This paper is available on arxiv under CC 4.0 license.
Authors:
(1) Mohammed Latif Siddiq, Department of Computer Science and Engineering, University of Notre Dame, Notre Dame;
(2) Joanna C. S. Santos, Department of Computer Science and Engineering, University of Notre Dame, Notre Dame.
SALLM’s dataset contains only Python prompts, which is a generalizability threat to this work. However, Python is not only a popular language among developers [1] but also a language that tends to be the one chosen for evaluation as HumanEval [10] is a dataset of Python-only prompts. Our future plan is to extend our framework to other programming languages, e.g., Java, C, etc..
A threat to the internal validity of this work is the fact that the prompts were manually created from examples obtained from several sources (e.g., CWE list). However, these prompts were created by two of the authors, one with over 10 years of programming experience, and the other with over 3 years of programming experience.

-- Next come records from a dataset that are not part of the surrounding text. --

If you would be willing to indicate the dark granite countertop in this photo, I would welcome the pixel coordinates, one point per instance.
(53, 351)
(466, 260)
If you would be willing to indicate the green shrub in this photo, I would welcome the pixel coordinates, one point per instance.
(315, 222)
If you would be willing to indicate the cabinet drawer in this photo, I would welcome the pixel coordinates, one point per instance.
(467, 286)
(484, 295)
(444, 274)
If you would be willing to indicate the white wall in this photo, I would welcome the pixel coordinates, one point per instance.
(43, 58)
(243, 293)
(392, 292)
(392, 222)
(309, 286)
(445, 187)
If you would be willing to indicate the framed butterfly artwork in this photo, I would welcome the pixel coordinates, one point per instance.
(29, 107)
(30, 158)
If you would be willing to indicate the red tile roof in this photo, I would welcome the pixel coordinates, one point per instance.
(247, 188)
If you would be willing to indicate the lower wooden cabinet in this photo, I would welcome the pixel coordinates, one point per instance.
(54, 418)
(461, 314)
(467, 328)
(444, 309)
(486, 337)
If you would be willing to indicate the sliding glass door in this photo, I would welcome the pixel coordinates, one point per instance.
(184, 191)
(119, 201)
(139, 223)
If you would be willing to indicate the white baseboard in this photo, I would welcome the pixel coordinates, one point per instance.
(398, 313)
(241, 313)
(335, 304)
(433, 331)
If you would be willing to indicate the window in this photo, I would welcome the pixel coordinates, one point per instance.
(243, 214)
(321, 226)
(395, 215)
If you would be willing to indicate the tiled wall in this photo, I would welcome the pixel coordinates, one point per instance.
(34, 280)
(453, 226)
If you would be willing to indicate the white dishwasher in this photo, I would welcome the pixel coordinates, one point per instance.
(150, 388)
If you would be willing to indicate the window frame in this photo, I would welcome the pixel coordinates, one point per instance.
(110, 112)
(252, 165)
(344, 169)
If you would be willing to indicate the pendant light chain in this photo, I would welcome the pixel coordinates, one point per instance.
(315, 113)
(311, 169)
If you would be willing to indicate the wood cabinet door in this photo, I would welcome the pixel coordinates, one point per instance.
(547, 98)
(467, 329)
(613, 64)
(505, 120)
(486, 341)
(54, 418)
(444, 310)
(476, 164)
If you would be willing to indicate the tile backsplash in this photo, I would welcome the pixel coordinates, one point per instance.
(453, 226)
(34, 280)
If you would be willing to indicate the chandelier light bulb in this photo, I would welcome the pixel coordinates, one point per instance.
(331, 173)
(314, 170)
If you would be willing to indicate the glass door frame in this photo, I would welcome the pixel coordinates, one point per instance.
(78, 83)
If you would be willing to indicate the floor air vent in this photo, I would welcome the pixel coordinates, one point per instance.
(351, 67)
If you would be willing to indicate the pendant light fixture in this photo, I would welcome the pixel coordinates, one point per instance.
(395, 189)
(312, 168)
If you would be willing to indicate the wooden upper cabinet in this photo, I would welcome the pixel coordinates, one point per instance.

To mitigate this threat, we also conducted a peer review of the prompts to ensure their quality and clarity.
We used GitHub’s CodeQL [26] as a static analysis to measure the vulnerability of code samples. As this is a static analyzer, one threat to our work is that it can suffer from imprecision. However, it is important to highlight that our framework evaluates code samples from two perspectives:
static-based and dynamic-based (via tests). These approaches are complementary and help mitigate this threat.